Missouri Is The Latest State Moving To Pass A Restrictive (& Troubling) Abortion Bill

Alex Wong/Getty Images News/Getty Images

Following controversial anti-abortion laws passed in both Georgia and Alabama, another state is voting to pass a bill that would restrict reproductive rights for residents. So, what's in Missouri's new abortion bill? It's one of the most extreme and disturbing yet.

On Thursday, May 16, CNN reported that Missouri's state Senate has voted to pass HB126, also known as the Missouri Stands for the Unborn Act. This bill would ban abortions after eight weeks of pregnancy, and would only permit them in cases of medical emergencies. However, abortions would still be banned even in cases of pregnancies caused by rape or incest. Per TIME, the bill would also ban abortions based on race, sex, or diagnosis of Down Syndrome, and require a minor seeking an abortion to notify both parents (with some exceptions). The bill also includes a "trigger" function, which would automatically ban abortion in all circumstances save for the health of the parent, should Roe v. Wade, the Supreme Court decision legalizing abortion nationally, be overturned.

The bill passed through Missouri's Republican-controlled Senate by a 24-10 vote on May 16. The bill still needs to go back through Missouri's House of Representatives to progress, and if it passes it will be sent to Missouri Gov. Mike Parson's desk. Parson is expected to sign the legislation, having expressed his support for the bill in the past. According to Slate, Parson has already said he will sign the bill. There is a Friday, May 17, deadline to pass the legislation.

On Wednesday, May 15, Parson addressed the bill during a news conference, where he said the act would make Missouri "one of the strongest pro-life states in the country."

"I made a promise to all Missourians that I would continue advocating and promoting a culture of life here in Missouri," Parson also said during the news conference.

Missouri is yet another state to introduce strict anti-abortion measures, but this is certainly one of the most extreme yet.

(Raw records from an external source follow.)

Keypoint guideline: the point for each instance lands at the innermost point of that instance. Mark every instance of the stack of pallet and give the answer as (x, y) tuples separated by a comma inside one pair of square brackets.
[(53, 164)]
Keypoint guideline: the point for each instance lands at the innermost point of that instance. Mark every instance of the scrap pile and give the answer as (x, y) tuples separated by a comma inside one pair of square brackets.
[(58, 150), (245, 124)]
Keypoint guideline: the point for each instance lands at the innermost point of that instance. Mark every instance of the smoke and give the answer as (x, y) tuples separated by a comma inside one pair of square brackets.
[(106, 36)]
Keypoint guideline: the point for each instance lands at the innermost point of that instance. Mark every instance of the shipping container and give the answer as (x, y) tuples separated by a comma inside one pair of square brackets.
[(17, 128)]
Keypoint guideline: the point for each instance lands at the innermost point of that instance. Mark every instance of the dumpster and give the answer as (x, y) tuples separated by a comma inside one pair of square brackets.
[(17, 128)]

Missouri's decision to vote on the anti-abortion measure comes just one day after Alabama Gov. Kay Ivey signed the Human Life Protection Act on Wednesday, May 15, a near-total ban on abortions except in cases where the parent's health is at risk. Like Missouri's bill, the Human Life Protection Act does not allow abortions in cases of rape or incest. In addition, Alabama's bill would make it so that abortion providers could face 10 to 99 years in prison if they perform or attempt to perform the procedure. Barring any legal challenges — which are extremely likely — the law will go into effect in six months.

On Wednesday, May 15, Gov. Ivey announced via Twitter that she signed the bill, stating it served as a "testament" to Alabamians' beliefs. She wrote,

Today, I signed into law the Alabama Human Life Protection Act. To the bill’s many supporters, this legislation stands as a powerful testament to Alabamians’ deeply held belief that every life is precious & that every life is a sacred gift from God.

Other states including Kentucky, Georgia, Mississippi, and Iowa have voted to pass similar "heartbeat bills," which prohibit abortions after a fetal heartbeat is detected, usually around six weeks into a pregnancy — a time when many people aren't even aware that they're pregnant. However, these bans aren't in effect quite yet, having faced immense criticism from reproductive rights groups and concerned residents. On May 10, a federal judge blocked Kentucky from passing the bill (Kentucky Gov. Matt Bevin has vowed to appeal the motion). On Wednesday, May 15, the American Civil Liberties Union (ACLU) filed a lawsuit on behalf of Planned Parenthood and other health providers against Georgia, challenging their six-week abortion ban after Georgia Gov. Brian Kemp signed the bill on May 7.